Government’s law reform of schemes of arrangement a “complete waste of resources when the core problem brewing is in the SME market”

Some may agree or not with the “blunt” submission of an Australian liquidator and trustee on the government’s review of schemes of arrangement law as being a “complete waste of resources when the core problem brewing is in the SME market”. 

The government’s 2021 discussion paper on schemes shows it is working through the next of several topics that were recommended for law reform attention by a 2015 Productivity Commission Report: see Government’s response to the 2015 Productivity Commission Report – “Business … closure” | Murrays Legal 

The government’s 2021 paper refers to schemes in the context of its small company business insolvency reforms, of 2021, which the author of the submission, Mr Roland Robson, says are a “complete flop” with simplified liquidations being “another ill-thought-out legislative change … costing more than a creditors voluntary liquidation”.

The following is a rough paraphrase of the submission from Mr Robson.

Please excuse my bluntness but Treasury have completely missed the core issue with a Scheme of Arrangement, and why they are not widely considered. The Act requires an application to Court which frankly is a costly exercise that only a few companies have the resources for, along with a ridiculously high percentage of creditors to agree to the Scheme. This basically wipes out the usefulness for SME’s as the Court application costs and legal costs, let alone the lead time in the Court system.

As such looking at the type of Company it would ordinarily for would be considered a large organisation like a Myer, Virgin Airlines and the like.

In addition, the rights of PPSR creditors (assuming they even respond to day one correspondence) and the threat of FEG action for utilising any circulating assets to continue trade to the alleged detriment of priority creditors, has in essence wiped out Schemes and VA’s

Any variations in the legislation to accommodate the large companies is a complete waste of resources when the core problem brewing is in the SME market; this is where the focus should be.

The Legislators came up with SBR’s which are a complete flop (technical term)

my PI insurance does not cover me for SBR’s and accordingly I will not even consider one as the insurance costs would exceed the income derived.

a firm has to recreate new standards at a further cost, and also suffer at the hands of a complex web of legislation that has been cable tied together like a bad quilt.

Simplified Liquidations are another ill-thought-out legislative change, actually cost more to do than a simple Creditors Voluntary Liquidation.

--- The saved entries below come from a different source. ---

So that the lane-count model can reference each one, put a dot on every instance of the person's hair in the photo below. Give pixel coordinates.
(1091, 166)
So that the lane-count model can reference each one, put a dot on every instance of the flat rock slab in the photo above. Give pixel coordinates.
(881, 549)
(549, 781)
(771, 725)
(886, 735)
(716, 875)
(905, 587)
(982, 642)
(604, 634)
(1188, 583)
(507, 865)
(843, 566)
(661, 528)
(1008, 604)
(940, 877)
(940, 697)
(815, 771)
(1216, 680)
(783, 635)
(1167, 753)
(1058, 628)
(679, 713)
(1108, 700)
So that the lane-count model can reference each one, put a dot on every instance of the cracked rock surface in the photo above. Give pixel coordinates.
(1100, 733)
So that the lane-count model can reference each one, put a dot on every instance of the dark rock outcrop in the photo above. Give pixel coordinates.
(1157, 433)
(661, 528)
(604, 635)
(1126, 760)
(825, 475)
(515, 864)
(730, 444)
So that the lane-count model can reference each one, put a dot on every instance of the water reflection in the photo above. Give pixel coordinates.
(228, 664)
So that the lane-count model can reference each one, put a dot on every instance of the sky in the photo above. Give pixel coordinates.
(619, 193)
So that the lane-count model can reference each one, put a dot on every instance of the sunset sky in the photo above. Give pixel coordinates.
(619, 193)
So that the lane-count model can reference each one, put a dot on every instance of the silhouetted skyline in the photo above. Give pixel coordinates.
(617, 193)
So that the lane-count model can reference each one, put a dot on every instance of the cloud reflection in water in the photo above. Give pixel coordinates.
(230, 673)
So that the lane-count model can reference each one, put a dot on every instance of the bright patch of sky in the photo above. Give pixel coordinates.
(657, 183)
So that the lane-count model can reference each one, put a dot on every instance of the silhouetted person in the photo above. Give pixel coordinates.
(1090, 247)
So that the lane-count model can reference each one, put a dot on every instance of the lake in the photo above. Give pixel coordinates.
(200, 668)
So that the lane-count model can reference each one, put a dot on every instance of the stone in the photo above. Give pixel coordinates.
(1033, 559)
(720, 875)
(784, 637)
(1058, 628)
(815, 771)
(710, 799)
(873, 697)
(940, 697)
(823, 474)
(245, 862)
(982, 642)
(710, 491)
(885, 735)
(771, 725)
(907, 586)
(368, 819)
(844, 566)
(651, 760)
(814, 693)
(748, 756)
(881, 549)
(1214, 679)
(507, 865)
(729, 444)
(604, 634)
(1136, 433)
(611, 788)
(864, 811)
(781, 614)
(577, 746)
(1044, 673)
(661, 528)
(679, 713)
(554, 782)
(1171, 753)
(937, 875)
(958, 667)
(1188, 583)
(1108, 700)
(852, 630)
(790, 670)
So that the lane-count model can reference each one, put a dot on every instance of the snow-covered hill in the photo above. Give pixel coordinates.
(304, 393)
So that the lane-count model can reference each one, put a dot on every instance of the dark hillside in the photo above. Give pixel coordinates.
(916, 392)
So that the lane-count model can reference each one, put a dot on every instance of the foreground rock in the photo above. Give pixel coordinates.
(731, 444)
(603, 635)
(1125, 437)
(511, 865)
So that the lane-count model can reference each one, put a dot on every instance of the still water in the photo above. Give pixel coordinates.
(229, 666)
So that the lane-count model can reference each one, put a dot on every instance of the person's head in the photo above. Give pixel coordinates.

The appointment numbers speak for themselves.

So simply focusing on a piece of legislation for large companies that probably only impacts less than 1% of insolvency appointments is a frivolous consumption of resources.

Robson, W. Roland – Submission in response to: Improving schemes of arrangement to better support businesses (


Mr Robson’s point is well made but as I have explained before, the interests of the professions have historically dictated the focus of law reform, sometimes usefully.  The government may do better in its pending law reform decisions following its long-drawn out inquiry (2018-2022) into SME and consumer insolvency reforms: The bankruptcy system and the impacts of coronavirus – Discussion paper | Attorney-General’s Department (

Calls for insolvency regimes to accommodate the particular issues in small business, including the reality of limited remaining assets, and intermingled corporate and personal debt, come up against the priority given to large businesses and to corporate law; despite the Ombudsman explaining that small business comprises over 95% of the market in Australia.  Again to quote an OECD paper,

“personal insolvency regimes are often more relevant for entrepreneurs and small businesses. Indeed, the corporate vs non-corporate distinction in assets and liabilities is often blurred for small firms, either because lenders require personal guarantees or security – eg, a second mortgage on the owner’s home – or because prior to incorporating and obtaining limited liability protection, entrepreneurs typically use personal finances”: OECD Economics Department Working Papers No. 1504, Design of insolvency regimes across countries, McGowan & Andrews, September 2018.

Next steps

We therefore await the government’s responses on schemes of arrangement and on MSE insolvency reforms, and to see whether Mr Robson’s views have had impact.

Meanwhile, the government is to review the Insolvency Law Reform Act 2016 changes, and the financial savings predicted; along with issues concerning the government’s then views on the regulation of the practitioners in the industry, and more besides. A review of insolvency law should also be established.